# stick length for EPAK



## satans.barber (May 13, 2004)

Hi,

I was wondering, is there an official (or pseudo official) way of working out how long a stick should ideally be for American Kenpo (defence), or alternatively a fixed measurement?

When I made my pair of sticks I looked around for a reference and found an escrima site that said everyone's sticks should be made to their own body size, and that the length from the armpit to the tip of the middle finger down an outstretched arm was just right.

This gave me a stick length of just over 28".

Now I've started to work out stick curriculum properly this feels a little long and awkward to me though, so I think I need to shorten them down a bit. 

I presume that measurement may suit escrimadors more but our stick curriculum has some quite close in strikes so I don't think it's translated to Kenpo very well!

Thanks,

Ian.


----------



## Robbo (May 13, 2004)

Hey,

Sticks should be suited to the individual.
I've heard of measuring from the tip of your index finger to 1 inch past your elbow.

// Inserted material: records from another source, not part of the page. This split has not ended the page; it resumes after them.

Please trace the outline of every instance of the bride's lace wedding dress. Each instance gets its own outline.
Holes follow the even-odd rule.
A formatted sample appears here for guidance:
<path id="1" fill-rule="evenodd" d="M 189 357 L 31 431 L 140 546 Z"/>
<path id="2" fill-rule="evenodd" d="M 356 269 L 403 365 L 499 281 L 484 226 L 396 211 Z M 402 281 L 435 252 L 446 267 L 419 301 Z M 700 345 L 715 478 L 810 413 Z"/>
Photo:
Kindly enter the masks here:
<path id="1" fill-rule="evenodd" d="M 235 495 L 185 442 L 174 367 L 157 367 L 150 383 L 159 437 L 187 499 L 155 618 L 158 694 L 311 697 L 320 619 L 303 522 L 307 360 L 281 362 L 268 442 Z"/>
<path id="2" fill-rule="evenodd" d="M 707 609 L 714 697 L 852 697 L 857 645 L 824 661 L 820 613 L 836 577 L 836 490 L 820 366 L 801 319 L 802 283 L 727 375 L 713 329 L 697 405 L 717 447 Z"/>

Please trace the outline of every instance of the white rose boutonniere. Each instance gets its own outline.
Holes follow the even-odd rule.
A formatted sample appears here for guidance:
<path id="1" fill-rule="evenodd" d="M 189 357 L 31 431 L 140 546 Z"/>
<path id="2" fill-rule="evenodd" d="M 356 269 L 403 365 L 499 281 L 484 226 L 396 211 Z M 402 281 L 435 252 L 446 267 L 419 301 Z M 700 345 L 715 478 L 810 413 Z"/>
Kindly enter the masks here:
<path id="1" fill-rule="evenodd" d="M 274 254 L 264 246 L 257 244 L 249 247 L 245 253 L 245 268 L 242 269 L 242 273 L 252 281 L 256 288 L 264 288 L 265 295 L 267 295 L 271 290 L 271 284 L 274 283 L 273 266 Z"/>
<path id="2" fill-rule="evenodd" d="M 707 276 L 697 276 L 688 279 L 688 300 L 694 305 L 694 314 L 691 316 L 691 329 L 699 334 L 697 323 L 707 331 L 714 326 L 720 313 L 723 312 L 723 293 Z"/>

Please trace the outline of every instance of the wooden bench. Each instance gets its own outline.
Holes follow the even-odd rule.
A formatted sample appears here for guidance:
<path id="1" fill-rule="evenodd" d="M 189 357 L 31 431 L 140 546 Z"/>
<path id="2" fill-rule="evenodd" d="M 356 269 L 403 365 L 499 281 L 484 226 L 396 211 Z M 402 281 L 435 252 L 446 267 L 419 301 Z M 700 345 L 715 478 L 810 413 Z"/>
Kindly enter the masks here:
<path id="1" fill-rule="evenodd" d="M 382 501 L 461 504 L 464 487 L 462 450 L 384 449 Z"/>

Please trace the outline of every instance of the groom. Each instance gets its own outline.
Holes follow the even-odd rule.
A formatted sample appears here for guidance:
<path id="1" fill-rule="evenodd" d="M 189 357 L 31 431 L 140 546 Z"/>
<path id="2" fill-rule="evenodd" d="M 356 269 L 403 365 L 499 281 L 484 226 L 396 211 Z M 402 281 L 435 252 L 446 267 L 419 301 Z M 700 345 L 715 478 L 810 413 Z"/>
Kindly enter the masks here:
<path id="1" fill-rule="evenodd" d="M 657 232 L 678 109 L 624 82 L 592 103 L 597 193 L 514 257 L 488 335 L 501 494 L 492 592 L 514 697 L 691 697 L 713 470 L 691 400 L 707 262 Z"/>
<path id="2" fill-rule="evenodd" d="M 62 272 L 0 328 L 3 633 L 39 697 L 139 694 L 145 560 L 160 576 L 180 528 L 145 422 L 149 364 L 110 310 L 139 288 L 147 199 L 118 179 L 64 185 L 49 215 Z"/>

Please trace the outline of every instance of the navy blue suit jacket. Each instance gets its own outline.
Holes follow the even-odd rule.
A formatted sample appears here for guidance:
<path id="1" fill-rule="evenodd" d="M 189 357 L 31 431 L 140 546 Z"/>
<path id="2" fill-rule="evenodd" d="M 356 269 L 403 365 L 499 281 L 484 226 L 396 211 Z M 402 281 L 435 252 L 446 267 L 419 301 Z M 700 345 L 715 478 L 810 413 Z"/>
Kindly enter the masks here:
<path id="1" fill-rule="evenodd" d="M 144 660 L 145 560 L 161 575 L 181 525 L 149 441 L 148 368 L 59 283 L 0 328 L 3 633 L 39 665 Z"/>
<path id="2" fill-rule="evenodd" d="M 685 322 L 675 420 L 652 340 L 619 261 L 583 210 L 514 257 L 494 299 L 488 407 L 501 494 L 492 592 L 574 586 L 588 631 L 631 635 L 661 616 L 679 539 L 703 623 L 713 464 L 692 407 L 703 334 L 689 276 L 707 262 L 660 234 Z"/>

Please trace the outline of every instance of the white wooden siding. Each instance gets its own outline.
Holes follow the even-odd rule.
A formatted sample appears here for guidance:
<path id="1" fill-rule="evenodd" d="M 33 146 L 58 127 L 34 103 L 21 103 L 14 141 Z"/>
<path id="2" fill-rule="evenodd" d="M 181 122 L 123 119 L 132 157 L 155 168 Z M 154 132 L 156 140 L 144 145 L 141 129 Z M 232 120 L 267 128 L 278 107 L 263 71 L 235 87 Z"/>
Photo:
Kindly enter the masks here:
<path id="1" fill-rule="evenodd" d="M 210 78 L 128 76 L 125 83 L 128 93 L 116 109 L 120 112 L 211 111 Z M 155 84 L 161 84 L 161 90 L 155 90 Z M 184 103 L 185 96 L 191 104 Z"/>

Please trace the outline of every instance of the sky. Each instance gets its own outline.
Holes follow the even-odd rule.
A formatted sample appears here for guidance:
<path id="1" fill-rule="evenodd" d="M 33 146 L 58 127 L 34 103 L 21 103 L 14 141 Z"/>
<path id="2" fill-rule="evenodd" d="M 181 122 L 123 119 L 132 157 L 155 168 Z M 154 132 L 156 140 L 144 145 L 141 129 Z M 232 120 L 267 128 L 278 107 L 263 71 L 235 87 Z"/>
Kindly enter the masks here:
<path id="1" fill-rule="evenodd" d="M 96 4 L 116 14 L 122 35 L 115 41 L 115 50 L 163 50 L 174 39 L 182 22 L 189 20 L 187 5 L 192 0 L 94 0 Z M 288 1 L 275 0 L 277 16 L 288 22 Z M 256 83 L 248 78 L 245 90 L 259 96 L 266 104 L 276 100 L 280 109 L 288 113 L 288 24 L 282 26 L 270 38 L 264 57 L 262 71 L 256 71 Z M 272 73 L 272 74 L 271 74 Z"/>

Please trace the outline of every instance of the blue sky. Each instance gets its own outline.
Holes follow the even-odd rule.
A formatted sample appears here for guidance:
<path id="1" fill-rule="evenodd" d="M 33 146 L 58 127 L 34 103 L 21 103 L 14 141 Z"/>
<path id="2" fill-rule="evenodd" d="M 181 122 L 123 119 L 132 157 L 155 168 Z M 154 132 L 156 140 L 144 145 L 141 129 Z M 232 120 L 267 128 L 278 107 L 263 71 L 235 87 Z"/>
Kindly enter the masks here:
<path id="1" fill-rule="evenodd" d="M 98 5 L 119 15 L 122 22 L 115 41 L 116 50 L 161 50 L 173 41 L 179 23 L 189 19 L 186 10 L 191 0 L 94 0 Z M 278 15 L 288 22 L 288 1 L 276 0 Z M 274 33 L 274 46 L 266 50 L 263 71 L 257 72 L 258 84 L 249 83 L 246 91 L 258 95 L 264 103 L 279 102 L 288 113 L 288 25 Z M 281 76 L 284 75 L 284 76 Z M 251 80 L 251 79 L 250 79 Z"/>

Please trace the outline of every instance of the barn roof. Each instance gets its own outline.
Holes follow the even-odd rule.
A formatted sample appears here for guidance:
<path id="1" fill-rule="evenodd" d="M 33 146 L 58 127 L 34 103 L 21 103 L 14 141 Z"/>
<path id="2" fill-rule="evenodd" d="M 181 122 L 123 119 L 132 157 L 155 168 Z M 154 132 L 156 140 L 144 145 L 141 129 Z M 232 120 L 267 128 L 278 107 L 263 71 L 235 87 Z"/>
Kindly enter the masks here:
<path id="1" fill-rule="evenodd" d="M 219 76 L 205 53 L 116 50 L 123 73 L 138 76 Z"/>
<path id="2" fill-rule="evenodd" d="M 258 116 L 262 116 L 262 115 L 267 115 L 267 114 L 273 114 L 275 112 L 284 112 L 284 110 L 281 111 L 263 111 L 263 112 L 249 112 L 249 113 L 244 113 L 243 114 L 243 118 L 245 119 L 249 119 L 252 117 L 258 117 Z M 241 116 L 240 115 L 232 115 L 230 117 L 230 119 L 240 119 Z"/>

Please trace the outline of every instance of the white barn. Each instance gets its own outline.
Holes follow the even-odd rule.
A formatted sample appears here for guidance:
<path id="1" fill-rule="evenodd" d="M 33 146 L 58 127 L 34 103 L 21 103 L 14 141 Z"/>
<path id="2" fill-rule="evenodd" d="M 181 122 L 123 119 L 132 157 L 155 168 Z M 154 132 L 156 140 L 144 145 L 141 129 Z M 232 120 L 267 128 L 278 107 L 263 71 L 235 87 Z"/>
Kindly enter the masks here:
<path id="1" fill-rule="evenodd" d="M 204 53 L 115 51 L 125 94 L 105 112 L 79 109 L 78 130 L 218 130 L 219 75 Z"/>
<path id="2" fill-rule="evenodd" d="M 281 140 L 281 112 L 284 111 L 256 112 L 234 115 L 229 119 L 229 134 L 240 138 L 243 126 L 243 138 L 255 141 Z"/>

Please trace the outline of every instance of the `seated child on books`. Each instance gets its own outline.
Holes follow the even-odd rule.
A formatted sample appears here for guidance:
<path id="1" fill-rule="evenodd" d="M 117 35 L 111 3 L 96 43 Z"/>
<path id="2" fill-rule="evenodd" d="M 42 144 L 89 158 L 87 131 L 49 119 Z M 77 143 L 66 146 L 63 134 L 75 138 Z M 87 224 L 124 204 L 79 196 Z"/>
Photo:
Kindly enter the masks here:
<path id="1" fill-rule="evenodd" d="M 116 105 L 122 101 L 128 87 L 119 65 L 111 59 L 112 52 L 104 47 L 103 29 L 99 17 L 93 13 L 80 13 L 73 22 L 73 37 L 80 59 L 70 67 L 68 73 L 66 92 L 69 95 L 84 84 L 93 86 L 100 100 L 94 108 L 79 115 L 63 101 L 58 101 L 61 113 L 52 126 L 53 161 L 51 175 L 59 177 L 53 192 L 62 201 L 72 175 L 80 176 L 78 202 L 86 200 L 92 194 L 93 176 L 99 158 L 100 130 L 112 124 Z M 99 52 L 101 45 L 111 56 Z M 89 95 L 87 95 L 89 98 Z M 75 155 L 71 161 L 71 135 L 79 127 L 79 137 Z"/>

Some of the arnis guys may give you better answers.

Rob


----------



## kenpoworks (May 13, 2004)

Tailor it to your needs.
 One measurment method is from the tip of the Fore Finger to the Point of the elbow, "apparently" a Biblical Cubit if anyones interested.
 I have various Clubs of different weights, sizes and shapes to vary my training and to try and avoid weapon fixation.
Richy


----------



## Michael Billings (May 16, 2004)

Place elbow on table, fingers pointing up.   
Measure to tip of middle finger;   
Place clenched fist above finger tip and have someone measure 
 I actually add one more finger width to end.  They are proportional to your body, and tailored to the individual.

 -Michael


----------



## Gentle Fist (May 16, 2004)

Michael Billings said:
			
		

> Place elbow on table, fingers pointing up.
> Measure to tip of middle finger;
> Place clenched fist above finger tip and have someone measure
> I actually add one more finger width to end. They are proportional to your body, and tailored to the individual.
> ...


 
Yeah... what he said  :asian:


----------



## arnisandyz (May 17, 2004)

Robbo said:
			
		

> Hey,
> Some of the arnis guys may give you better answers.
> Rob



Not really!  It depends on your system.  Some FMA specializes in close range work so they go with 22"-24" length to aid in mobility at that range. Typically they will go with a wider diameter rattan to make up for the loss in power. Some systems specialize in long range so they will go will a much longer stick.  From my limited knoweledge of Kenpo, i would guess that the shorter stick might be better suited to your style.

Thanks

andy


----------



## satans.barber (May 17, 2004)

Michael Billings said:
			
		

> Place elbow on table, fingers pointing up.
> Measure to tip of middle finger;
> Place clenched fist above finger tip and have someone measure
> I actually add one more finger width to end.  They are proportional to your body, and tailored to the individual.
> ...



I've measured for that length and that's going to take about 5-6" off for me which seems about right, so I'll go find my saw and take the ends off 

Thanks Mr. Billings,

Ian.


----------



## Michael Billings (May 17, 2004)

Glad to be of help.

 -Michael


----------